For the second time this year, filmmaker Oliver Stone has generated controversy with comments about Adolf Hitler, contending in London’s Sunday Times that the Nazi dictator needed to be viewed “in context.” The July 25 interview also quoted the “Platoon” and “Wall Street” director as criticizing “Jewish domination of the media,” saying that it had distorted popular understanding of the Holocaust. The comments followed a January press conference in which the three-time Oscar winner told journalists, “Hitler is an easy scapegoat…. We can’t judge people as only bad or good.”
A swift online backlash (which included a tongue-lashing from several prominent Jews, including Abe Foxman, director of the Anti-Defamation League) prompted a July 26 apology for the most recent comments, in which Stone also contended that Israel has “f—ed up U.S. foreign policy for years.”
“In trying to make a broader historical point about the range of atrocities the Germans committed against many people, I made a clumsy association about the Holocaust, for which I am sorry and I regret,” the director said in a statement. The apology also noted that “Jews obviously do not control media or any other industry. The fact that the Holocaust is still a very important, vivid and current matter today is, in fact, a great credit to the very hard work of a broad coalition of people committed to the remembrance of this atrocity — and it was an atrocity.”

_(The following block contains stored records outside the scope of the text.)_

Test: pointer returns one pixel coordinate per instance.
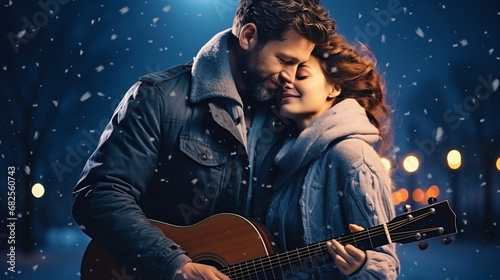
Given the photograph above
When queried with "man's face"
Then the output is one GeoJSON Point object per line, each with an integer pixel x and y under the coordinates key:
{"type": "Point", "coordinates": [265, 68]}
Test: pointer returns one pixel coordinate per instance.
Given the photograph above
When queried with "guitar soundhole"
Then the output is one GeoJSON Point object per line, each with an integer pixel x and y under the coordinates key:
{"type": "Point", "coordinates": [211, 259]}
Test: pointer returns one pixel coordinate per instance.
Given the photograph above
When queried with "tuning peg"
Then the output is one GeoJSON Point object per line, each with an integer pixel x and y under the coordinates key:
{"type": "Point", "coordinates": [431, 200]}
{"type": "Point", "coordinates": [423, 245]}
{"type": "Point", "coordinates": [446, 240]}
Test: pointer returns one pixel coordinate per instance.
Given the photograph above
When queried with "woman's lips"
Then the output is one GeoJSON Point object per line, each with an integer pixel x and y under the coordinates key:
{"type": "Point", "coordinates": [287, 96]}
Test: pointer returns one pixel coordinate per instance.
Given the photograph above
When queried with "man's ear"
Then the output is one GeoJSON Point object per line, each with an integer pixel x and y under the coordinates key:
{"type": "Point", "coordinates": [248, 36]}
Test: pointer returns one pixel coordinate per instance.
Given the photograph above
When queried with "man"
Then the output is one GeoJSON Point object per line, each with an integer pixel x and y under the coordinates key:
{"type": "Point", "coordinates": [195, 140]}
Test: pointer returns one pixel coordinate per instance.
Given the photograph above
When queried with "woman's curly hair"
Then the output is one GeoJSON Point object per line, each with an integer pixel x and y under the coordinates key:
{"type": "Point", "coordinates": [354, 71]}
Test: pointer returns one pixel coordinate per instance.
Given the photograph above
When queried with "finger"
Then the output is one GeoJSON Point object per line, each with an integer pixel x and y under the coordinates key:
{"type": "Point", "coordinates": [340, 250]}
{"type": "Point", "coordinates": [340, 256]}
{"type": "Point", "coordinates": [356, 253]}
{"type": "Point", "coordinates": [355, 228]}
{"type": "Point", "coordinates": [219, 274]}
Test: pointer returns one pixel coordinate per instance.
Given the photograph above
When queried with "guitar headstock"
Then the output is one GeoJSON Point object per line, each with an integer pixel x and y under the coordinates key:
{"type": "Point", "coordinates": [425, 223]}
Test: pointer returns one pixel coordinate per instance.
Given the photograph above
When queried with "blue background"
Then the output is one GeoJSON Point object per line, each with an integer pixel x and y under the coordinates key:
{"type": "Point", "coordinates": [61, 83]}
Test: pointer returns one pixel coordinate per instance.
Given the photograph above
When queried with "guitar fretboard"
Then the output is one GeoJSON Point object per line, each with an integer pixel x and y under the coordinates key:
{"type": "Point", "coordinates": [306, 258]}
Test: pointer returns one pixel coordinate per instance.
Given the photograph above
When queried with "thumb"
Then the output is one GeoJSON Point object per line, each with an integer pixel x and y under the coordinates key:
{"type": "Point", "coordinates": [355, 228]}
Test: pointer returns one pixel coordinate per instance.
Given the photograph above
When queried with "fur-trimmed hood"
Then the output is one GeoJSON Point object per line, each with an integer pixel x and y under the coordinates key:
{"type": "Point", "coordinates": [347, 119]}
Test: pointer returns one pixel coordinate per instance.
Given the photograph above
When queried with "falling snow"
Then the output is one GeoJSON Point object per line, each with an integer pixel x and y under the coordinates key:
{"type": "Point", "coordinates": [419, 32]}
{"type": "Point", "coordinates": [124, 10]}
{"type": "Point", "coordinates": [85, 96]}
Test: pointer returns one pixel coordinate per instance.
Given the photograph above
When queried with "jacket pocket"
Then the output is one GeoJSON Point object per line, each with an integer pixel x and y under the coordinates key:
{"type": "Point", "coordinates": [200, 170]}
{"type": "Point", "coordinates": [202, 152]}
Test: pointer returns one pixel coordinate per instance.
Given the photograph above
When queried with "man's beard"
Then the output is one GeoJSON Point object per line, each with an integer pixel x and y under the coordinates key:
{"type": "Point", "coordinates": [255, 82]}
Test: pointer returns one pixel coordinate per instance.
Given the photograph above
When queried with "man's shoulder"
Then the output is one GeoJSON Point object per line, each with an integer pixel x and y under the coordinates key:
{"type": "Point", "coordinates": [165, 75]}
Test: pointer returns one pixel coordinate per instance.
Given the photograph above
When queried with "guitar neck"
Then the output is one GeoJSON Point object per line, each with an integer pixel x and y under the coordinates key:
{"type": "Point", "coordinates": [306, 258]}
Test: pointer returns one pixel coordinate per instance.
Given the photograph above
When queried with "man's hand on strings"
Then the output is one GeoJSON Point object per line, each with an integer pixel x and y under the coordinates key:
{"type": "Point", "coordinates": [348, 259]}
{"type": "Point", "coordinates": [196, 271]}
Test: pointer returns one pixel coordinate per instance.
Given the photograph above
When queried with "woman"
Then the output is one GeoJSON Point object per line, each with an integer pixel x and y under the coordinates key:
{"type": "Point", "coordinates": [332, 179]}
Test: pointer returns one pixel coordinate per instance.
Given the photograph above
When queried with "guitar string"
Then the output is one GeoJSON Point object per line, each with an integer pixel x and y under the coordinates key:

Stone was born to a Jewish father and was raised Episcopalian. He has stirred debate with his films, like the conspiracy-minded “JFK” and the hyper-violent “Natural Born Killers.” His Sunday Times interview came as part of efforts to promote “South of the Border,” a Stone-directed documentary that has been criticized by some as being overly sympathetic to Hugo Chavez and other South American leaders.